Süddeutsche Zeitung

Euro-Gruppe:"Viel besser vorbereitet"

Mário Centeno, der Chef der Euro-Finanzminister, ist trotz mancher Rückschläge zuversichtlich, dass es bei brisanten Themen wie der EU-Einlagensicherung vorangeht. Gegen eine neue Krise sieht er Europa gut gerüstet.

Von Björn Finke, Brüssel

Zu Hause gelang etwas Außergewöhnliches, doch in Brüssel geht es nur zäh voran: Portugals Finanzminister Mário Centeno stellte für 2020 einen Haushaltsplan mit einem kleinen Überschuss auf; das Parlament nahm ihn vor wenigen Tagen an. Es wäre das erste Plus seit der Rückkehr zur Demokratie 1974. Dabei stand das Land in der Finanzkrise kurz vor dem Bankrott. Zugleich hat der 53-jährige Volkswirt einen wichtigen Posten in Brüssel inne. Er leitet als Präsident der Euro-Gruppe die Treffen der Finanzminister jener 19 Staaten, welche die Gemeinschaftswährung eingeführt haben. Hier musste der Harvard-Absolvent zuletzt Rückschläge hinnehmen. Am Montag findet die nächste Zusammenkunft statt.

Centeno hoffte ursprünglich, dass die Euro-Länder bis Ende vergangenen Jahres die Reform des Rettungsschirms ESM abschließen. Der ESM springt Euro-Staaten mit Notkrediten bei, wenn diese auf dem Finanzmarkt keine Käufer für ihre Anleihen finden. Außerdem sollten sich die Finanzminister darauf einigen, Verhandlungen über eine EU-Einlagensicherung zu beginnen, also über ein europäisches System, das bei Bankpleiten für Sparguthaben garantiert. Bisher gibt es nur nationale Einlagensicherungen. Doch Streitigkeiten verhinderten beides. Centeno sagt, hinter der Blockade stünden "zeitweilige" politische Umstände, nichts Dauerhaftes. "Wir sind 19 Demokratien, und jeder muss einverstanden sein, bevor wir voranschreiten, denn Entscheidungen fallen im Konsens", sagt er im Gespräch mit der SZ.

Die Bundesregierung lehnte eine EU-Einlagensicherung lange ab, aber im November erregte SPD-Finanzminister Olaf Scholz Aufsehen, als er unter gewissen Umständen Unterstützung signalisierte. Dass solch ein Vorschlag erstmals von einer deutschen Regierung kam, habe ihn zuversichtlich gestimmt, voranzukommen, sagt Centeno. "Vorher steckten wir ein bisschen fest." Allerdings wurde schnell klar, dass andere Regierungen - etwa die italienische - Scholz' Vorbedingungen ablehnen. So will der deutsche Minister Banken mit neuen Regeln davon abbringen, zu viele Staatsanleihen ihrer Heimatländer zu kaufen, weil diese Ballung riskant ist. Die italienische Regierung befürchtet Nachteile durch derartige Reformen.

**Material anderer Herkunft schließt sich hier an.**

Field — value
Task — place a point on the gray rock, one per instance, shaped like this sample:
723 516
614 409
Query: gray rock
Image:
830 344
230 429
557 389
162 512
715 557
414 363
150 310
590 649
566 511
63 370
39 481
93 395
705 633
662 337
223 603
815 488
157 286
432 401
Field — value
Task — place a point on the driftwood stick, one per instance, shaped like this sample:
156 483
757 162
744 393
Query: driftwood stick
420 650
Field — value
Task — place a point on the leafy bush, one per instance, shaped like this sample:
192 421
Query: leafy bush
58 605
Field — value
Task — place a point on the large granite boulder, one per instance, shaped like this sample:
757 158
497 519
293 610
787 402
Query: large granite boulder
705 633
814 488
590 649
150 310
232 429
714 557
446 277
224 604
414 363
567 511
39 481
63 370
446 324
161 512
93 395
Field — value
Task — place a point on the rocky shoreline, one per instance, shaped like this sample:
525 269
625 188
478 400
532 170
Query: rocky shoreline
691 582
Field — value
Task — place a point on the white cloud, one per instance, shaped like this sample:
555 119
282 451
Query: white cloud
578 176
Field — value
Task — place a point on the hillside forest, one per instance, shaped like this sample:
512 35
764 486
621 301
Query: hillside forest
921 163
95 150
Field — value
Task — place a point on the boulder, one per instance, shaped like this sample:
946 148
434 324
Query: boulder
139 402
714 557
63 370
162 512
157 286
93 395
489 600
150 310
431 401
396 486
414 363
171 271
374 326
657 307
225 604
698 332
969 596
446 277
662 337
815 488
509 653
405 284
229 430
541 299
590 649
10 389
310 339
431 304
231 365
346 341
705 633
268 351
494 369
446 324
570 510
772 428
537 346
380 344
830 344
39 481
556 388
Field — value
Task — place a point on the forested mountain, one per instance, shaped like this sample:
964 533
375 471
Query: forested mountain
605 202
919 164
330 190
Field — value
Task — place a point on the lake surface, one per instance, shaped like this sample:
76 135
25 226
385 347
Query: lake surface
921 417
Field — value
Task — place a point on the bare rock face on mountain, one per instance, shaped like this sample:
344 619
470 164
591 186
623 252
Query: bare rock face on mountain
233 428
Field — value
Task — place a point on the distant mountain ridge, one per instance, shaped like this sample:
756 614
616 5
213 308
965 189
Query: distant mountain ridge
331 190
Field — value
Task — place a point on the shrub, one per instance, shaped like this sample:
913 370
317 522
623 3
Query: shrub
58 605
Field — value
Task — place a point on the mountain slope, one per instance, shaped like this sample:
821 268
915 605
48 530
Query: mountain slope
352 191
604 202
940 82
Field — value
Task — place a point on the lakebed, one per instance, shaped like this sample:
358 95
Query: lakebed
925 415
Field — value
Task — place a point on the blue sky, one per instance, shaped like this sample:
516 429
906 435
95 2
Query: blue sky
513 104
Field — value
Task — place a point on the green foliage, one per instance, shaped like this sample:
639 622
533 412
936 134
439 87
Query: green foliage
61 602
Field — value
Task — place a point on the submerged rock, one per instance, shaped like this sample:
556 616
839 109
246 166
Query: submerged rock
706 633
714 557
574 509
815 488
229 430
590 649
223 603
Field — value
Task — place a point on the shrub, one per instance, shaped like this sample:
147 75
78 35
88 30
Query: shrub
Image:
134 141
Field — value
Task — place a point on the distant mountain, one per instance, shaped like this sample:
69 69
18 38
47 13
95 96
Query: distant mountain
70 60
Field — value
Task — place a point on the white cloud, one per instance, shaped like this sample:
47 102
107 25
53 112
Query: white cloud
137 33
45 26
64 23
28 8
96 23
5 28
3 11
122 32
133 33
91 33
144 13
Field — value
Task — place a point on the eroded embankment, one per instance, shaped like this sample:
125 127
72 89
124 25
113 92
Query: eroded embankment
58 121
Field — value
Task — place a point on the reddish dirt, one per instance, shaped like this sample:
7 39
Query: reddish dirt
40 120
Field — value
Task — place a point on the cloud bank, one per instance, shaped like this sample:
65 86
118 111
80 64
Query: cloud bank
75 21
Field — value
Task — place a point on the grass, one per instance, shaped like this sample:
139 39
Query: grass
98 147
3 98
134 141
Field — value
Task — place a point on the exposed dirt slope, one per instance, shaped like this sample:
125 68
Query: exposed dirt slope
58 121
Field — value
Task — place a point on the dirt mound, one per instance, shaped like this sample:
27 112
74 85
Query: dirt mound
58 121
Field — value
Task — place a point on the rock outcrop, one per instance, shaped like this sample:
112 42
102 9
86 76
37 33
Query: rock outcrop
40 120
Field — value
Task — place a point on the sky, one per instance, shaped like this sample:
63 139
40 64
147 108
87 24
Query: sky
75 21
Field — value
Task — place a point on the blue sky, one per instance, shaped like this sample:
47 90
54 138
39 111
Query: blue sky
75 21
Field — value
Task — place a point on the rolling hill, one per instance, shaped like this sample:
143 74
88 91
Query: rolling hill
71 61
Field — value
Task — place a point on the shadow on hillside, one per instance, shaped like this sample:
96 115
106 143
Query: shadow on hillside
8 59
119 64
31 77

Centeno glaubt dennoch, dass ein Kompromiss möglich ist. "Wir arbeiten nach der Devise: Nichts ist vereinbart, bis alles vereinbart ist. Viele Dinge werden als inakzeptabel bezeichnet, besonders, wenn sie isoliert betrachtet werden, aber am Ende kann man ihnen zustimmen, als Teil eines Pakets", sagt der Finanzminister. Er schätzt freilich, dass sich die Verhandlungen über die Einlagensicherung bis zum Ende der Amtszeit der neuen EU-Kommission hinziehen, also bis 2024. Ein Abschluss bis dahin wäre "ein Erfolg".

Widerstand aus Rom ist auch der Grund für Verzögerungen bei der Reform des Europäischen Stabilitätsmechanismus (ESM). Die Mitgliedstaaten wollen diesen Euro-Rettungsschirm stärken. Davon würde Italien ebenfalls profitieren. Die dortige Regierung macht aber nun, kurz vor Vertragsabschluss, Bedenken gegen Details geltend, denen sie vorher zugestimmt hat. Centeno sagt jedoch, er sei "überzeugt, dass die Debatte in Italien sich entwickeln wird". Er rechne damit, dass die Finanzminister den ESM-Umbau bis März absegnen und die Staats- und Regierungschefs den Vertrag "immer noch im ersten Halbjahr" unterschreiben könnten.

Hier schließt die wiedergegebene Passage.